– Так ведь не выдуманная она – напраслина-то, Федор Васильевич. И перечислять все безобразия язык устанет. Пьяный поп Кондрат плясал в храме пред иконами и кукиш показывал – было! Поп в церкви… – Максим снизил голос до шепота, – да знаете вы, уличанский храм в Плотниках… Так тот поп скрытно исповедует жидовскую веру и имеет двух жен, обе невенчанные. Венчанная-то у него померла. Архиепископ о том пока не ведает, но узнает со временем, пыль поднимет до небес. И ведь за дело! Нашелся охальник, который нательный крест со шнурком нацепил на ворона. А ворон, птица злая и глупая, полетел на свалку мертвечину искать. И видели православные, как крест святой по собачьему трупу елозил. А Геннадий и рад – вон что еретики вытворяют. А мы-то здесь при чем?
– Горько это и страшно, потому что нас с этими бесами, развратниками и вероотступниками смешают, всех засунут под одну крышку.
– Да кто засунет-то?
– Люди. А проще говоря – время.
Собеседники опять принялись за еду, и Паоло, получив передых, понял, что замерз до дрожи. Ног от холода он вообще не чувствовал. Вылезая из постели, он накинул на плечи одеяло, а про ноги не подумал, тем более что босому куда ловчее идти на цыпочках, каждую половицу чувствуешь, не дашь ей скрипнуть. Теперь следовало немедленно обуться, потому что калекой безногим на Руси не проживешь, разве что у храма побираться.
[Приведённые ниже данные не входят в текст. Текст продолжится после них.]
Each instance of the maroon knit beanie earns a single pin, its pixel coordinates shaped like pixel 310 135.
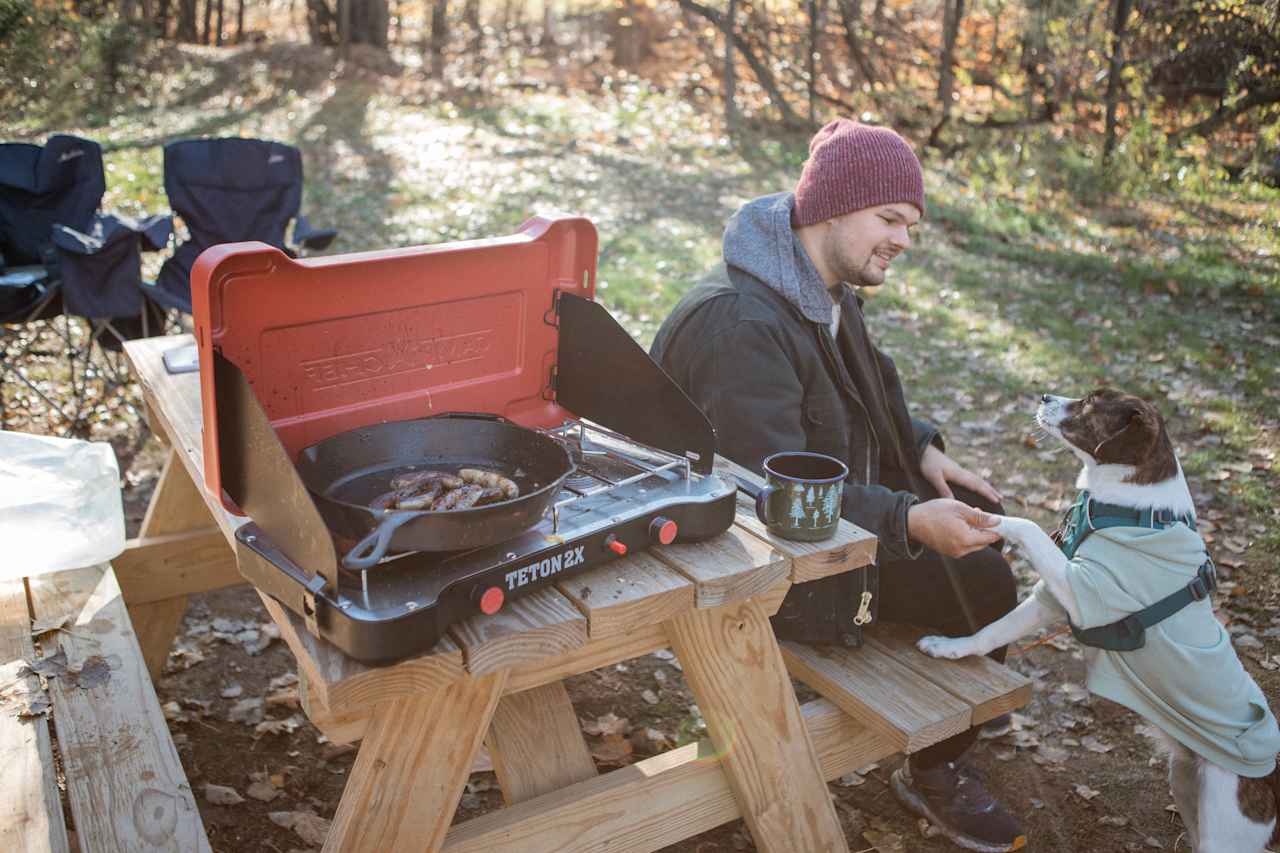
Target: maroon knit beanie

Разгоряченный Максим вдруг откинул капюшон с лица, и Паоло увидел, что тот гораздо моложе, чем он его представлял. Голос Максима был глух, речи разумны, и Паоло сочинил себе образ старца, а с Курицыным беседовал русоголовый, синеокий молодой человек, курносый и, наверное, в других обстоятельствах – смешливый.
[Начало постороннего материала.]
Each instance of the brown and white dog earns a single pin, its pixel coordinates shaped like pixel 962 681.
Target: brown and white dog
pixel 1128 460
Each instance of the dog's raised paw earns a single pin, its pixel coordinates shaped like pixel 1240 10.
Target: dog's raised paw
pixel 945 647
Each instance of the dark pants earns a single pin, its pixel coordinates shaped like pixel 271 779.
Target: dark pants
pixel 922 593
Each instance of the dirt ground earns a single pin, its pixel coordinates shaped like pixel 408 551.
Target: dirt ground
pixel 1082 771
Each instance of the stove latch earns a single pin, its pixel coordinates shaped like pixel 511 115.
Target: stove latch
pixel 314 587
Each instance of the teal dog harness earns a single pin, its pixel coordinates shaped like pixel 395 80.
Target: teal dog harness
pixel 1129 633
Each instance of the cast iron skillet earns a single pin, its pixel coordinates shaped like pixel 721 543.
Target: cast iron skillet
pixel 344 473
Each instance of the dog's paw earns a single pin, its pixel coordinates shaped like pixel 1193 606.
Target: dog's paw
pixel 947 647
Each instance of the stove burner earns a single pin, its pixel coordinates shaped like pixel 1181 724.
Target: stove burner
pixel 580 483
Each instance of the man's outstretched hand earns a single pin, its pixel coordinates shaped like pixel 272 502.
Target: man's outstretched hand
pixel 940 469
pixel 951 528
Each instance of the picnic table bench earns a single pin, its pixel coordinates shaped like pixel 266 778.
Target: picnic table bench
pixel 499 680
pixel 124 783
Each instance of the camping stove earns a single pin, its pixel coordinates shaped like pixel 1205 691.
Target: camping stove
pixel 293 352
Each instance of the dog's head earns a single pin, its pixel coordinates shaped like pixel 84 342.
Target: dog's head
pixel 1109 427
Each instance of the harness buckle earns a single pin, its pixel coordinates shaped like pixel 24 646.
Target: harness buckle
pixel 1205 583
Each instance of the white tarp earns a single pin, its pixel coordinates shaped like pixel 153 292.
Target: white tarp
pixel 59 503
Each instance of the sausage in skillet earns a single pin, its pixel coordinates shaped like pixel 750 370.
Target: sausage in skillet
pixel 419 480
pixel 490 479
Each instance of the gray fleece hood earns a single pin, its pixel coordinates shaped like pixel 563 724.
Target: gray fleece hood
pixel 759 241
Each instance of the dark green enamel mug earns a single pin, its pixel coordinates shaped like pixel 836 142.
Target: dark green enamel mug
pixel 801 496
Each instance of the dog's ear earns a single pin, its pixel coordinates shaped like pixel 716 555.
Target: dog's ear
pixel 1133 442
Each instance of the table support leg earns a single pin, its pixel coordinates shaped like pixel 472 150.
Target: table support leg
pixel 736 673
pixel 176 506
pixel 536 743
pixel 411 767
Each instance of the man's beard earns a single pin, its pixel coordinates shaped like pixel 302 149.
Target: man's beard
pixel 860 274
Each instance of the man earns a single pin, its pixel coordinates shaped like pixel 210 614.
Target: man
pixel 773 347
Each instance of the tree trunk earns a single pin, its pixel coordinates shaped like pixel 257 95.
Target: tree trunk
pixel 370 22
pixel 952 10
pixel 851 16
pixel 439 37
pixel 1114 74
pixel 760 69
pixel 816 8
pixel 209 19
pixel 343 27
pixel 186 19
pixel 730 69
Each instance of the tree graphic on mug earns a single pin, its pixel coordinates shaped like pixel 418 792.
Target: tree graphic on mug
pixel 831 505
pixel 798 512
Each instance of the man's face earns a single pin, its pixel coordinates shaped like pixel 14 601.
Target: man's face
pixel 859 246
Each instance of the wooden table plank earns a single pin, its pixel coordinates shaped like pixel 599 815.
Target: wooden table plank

Когда Паоло в валяных сапогах вернулся к двери, разговор за столом шел уже о выборе нового митрополита. Эта тема была Паоло вполне понятна, потому что волновала всех. Уж год прошел, как преподобный Зосима оставил свой пост. Максим с Курицыным перебирали разные кандидатуры. Вспомнили даже митрополита западной митрополии, униата Захария, которого православный мир прозвал Чертом, прости, Господи, а потом опять вернулись к новгородским делам. Здесь Паоло услышал такое, что у него глаза на лоб полезли. Оказывается, архиепископ Геннадий восклицал во всеуслышание, что преподобный Зосима оставил свой пост не ради немощи своей, а удалили его сильные духом, понеже тот Зосима пьяница и подвержен содомскому греху. Ой, страсти какие!
Курицын быстро перекрестился:
– Свят, свят, чур меня… Геннадий не брезгует ничем. Неужели он сам в это верит. Про митрополита… такое!
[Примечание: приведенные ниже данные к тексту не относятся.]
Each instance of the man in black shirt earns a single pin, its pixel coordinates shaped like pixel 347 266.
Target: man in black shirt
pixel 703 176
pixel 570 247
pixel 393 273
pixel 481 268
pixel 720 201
– Вот и я говорю, – поддакнул Максим. – Если Геннадию полную волю дать, то закинет он большую сеть. Каждый новгородец станет еретиком. На кого опереться, у кого помощи просить?
– А Юрьевский старец жив еще?
– Бог продлевает жизнь преподобного, но дни его сочтены.
Речь шла о престарелом архимандрите Юрьева монастыря, расположенного близ Новгорода, обители славной и богатой традициями.